According to Beth, the snowing has stopped but only temporarily. “It’s now Monday morning and we’re on day 4 of the State of Emergency. This means businesses must remain closed and vehicles have to stay off the road or there’s a risk of several thousand dollars in fines.”
She continued: “The snow has stopped but we need time to figure out where to put it all. A lot of cars are completely covered with snow which is taking hours upon hours to shovel out.” She also added: “Since we’re in a State of Emergency, businesses are forced to close today. All local schools have been canceled and no one is allowed to return to work (unless you’re an essential service like a plow operator or medical professional that has to be at the hospital). Some businesses have staff working remotely from home when possible, but otherwise, things are not operating.”
Best They Can Do
Beth admits that the locals are doing what they can to make the best of what’s happening. “People have been trying to make the best of this situation as much as possible! As you may have seen online, some people are snowboarding and snowshoeing down major downtown streets, having bonfires in their yards with neighbors, making igloos with makeshift refrigerators for their beer and so on!”

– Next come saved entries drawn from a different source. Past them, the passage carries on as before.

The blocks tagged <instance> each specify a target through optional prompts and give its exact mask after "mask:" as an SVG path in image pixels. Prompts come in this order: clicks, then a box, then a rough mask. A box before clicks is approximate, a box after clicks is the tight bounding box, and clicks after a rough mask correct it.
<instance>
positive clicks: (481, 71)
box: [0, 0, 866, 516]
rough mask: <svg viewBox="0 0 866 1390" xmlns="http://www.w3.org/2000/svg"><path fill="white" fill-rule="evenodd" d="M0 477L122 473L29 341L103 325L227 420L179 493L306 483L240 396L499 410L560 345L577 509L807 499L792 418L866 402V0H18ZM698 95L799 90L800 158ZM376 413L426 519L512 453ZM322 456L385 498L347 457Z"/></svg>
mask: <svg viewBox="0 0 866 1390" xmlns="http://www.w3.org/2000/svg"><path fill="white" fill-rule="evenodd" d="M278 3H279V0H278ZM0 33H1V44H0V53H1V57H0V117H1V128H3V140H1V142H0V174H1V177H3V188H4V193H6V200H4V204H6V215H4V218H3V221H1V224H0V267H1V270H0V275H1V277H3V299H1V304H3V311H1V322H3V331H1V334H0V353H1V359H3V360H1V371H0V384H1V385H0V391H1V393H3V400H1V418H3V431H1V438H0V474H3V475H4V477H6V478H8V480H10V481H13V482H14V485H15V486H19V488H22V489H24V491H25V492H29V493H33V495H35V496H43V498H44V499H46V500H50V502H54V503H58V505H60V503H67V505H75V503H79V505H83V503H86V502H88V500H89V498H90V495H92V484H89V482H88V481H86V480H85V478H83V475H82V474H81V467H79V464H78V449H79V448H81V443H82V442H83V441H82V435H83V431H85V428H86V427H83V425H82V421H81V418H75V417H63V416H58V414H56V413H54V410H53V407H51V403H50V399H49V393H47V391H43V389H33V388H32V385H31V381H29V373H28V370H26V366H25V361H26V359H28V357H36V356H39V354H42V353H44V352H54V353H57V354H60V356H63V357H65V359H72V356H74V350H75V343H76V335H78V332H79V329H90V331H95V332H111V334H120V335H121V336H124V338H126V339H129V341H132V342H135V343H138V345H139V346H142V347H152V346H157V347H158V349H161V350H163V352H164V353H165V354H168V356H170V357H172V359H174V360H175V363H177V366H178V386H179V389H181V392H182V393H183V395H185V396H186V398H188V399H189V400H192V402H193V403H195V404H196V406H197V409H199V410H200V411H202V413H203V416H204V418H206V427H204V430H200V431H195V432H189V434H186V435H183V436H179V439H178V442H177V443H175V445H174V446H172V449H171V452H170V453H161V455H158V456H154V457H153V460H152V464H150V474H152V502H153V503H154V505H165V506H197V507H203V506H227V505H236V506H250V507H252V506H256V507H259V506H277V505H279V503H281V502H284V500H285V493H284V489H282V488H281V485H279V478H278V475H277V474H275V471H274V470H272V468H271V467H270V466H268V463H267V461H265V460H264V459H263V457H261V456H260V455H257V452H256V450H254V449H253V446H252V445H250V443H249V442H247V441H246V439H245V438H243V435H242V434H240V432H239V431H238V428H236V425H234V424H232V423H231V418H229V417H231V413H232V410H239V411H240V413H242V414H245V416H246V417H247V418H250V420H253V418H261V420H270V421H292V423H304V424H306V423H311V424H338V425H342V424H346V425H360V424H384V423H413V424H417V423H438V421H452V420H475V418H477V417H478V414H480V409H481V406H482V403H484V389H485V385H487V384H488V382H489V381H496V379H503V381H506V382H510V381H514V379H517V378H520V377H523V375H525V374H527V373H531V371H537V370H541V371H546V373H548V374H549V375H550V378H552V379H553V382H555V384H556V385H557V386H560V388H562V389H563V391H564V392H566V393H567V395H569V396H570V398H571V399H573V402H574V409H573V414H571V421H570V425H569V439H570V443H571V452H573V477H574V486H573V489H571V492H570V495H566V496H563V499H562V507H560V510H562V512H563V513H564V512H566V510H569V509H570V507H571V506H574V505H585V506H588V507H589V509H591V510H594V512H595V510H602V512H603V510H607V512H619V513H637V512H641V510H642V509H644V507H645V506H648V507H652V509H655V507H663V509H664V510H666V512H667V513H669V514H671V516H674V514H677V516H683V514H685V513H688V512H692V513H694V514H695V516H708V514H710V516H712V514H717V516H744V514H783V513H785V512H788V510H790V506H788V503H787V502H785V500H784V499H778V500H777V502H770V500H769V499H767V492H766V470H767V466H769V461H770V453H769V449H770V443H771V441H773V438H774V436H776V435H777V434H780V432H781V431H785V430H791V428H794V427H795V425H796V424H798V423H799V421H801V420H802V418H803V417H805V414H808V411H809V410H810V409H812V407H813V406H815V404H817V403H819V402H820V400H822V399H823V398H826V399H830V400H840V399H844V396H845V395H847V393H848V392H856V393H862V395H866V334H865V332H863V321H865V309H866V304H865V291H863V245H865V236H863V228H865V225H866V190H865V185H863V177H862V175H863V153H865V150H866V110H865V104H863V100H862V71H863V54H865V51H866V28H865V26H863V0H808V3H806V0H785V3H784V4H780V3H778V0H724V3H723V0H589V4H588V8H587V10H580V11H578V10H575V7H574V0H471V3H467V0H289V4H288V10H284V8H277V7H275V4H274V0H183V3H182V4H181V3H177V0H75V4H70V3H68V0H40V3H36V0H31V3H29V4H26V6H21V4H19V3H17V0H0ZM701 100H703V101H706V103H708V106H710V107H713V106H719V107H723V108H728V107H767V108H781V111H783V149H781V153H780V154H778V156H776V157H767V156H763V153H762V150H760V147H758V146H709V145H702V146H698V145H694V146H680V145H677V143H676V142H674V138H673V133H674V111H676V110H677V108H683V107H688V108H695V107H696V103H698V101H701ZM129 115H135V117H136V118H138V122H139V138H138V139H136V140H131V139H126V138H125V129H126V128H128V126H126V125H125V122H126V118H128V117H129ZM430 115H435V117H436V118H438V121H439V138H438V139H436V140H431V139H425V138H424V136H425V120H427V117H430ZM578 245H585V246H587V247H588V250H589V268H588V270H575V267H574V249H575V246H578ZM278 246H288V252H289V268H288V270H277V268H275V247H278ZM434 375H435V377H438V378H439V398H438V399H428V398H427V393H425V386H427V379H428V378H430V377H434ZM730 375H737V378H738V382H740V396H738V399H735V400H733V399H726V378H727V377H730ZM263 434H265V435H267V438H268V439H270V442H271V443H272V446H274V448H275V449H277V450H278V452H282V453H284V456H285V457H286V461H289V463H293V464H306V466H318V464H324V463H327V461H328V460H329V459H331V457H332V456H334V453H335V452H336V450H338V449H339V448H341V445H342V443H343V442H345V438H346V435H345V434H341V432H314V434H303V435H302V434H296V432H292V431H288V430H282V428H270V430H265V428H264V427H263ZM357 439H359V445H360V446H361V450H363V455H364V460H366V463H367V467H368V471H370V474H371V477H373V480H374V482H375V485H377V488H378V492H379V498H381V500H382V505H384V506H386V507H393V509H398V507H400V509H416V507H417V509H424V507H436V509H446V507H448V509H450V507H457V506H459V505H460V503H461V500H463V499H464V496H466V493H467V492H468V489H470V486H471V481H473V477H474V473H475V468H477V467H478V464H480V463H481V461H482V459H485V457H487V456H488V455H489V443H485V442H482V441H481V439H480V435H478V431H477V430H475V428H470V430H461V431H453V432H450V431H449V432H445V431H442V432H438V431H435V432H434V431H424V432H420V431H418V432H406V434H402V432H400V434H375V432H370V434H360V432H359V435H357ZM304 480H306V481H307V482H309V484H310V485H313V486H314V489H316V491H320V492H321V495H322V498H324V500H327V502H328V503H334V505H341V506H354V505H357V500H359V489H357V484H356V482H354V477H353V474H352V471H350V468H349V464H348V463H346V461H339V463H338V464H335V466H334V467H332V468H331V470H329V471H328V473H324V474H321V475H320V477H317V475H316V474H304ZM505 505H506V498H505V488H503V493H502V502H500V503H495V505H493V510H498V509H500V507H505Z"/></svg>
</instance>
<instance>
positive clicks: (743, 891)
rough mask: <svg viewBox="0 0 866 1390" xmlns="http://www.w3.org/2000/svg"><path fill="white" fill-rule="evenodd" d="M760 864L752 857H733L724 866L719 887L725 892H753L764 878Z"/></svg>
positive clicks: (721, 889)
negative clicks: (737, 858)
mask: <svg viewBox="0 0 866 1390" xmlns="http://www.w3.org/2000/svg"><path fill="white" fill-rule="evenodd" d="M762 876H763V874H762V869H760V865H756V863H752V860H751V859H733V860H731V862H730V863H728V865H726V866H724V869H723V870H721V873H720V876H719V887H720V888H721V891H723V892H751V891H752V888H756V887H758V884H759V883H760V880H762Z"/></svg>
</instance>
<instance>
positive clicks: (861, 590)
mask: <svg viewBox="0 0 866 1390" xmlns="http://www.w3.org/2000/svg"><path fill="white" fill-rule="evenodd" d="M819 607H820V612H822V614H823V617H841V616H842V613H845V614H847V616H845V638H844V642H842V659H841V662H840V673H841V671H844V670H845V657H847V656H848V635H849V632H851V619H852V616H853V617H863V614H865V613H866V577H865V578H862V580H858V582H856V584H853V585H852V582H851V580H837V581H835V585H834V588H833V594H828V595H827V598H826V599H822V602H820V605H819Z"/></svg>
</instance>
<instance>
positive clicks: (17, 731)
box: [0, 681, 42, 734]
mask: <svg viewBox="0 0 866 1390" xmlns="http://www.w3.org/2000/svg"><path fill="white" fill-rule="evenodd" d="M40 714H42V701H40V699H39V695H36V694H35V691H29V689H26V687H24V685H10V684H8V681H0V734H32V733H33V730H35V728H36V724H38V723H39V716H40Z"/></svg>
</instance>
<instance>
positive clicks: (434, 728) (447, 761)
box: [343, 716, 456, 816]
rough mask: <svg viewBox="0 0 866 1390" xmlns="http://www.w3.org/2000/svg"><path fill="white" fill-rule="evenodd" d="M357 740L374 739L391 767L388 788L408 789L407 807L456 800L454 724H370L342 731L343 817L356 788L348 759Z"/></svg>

Global News reported that Mount Pearl got a full 93 cm of snow, Paradise got 91 cm, and St. John’s International Airport received the most snow it has received since 1942. It got a whopping 78 cm, grounding all planes for the foreseeable future.
Fortunately, all the people in town are banding together to help each other out. From digging out each other’s cars or helping them find much-needed supplies, everyone is working together to make the situation as comfortable as possible.
On Sunday, the Armed Forces were deployed to help the residents out as well. Corporal Tiffany Mackey said that she feels glad to be helping the residents of Newfoundland and Labrador. Her stepmother spent 50 hours at one of St. John’s hospitals during the snowstorm and had this to say: “We’re using our resources to help the people of Newfoundland and Labrador with this snow mess. The fact I can help out and give back is a really good feeling.”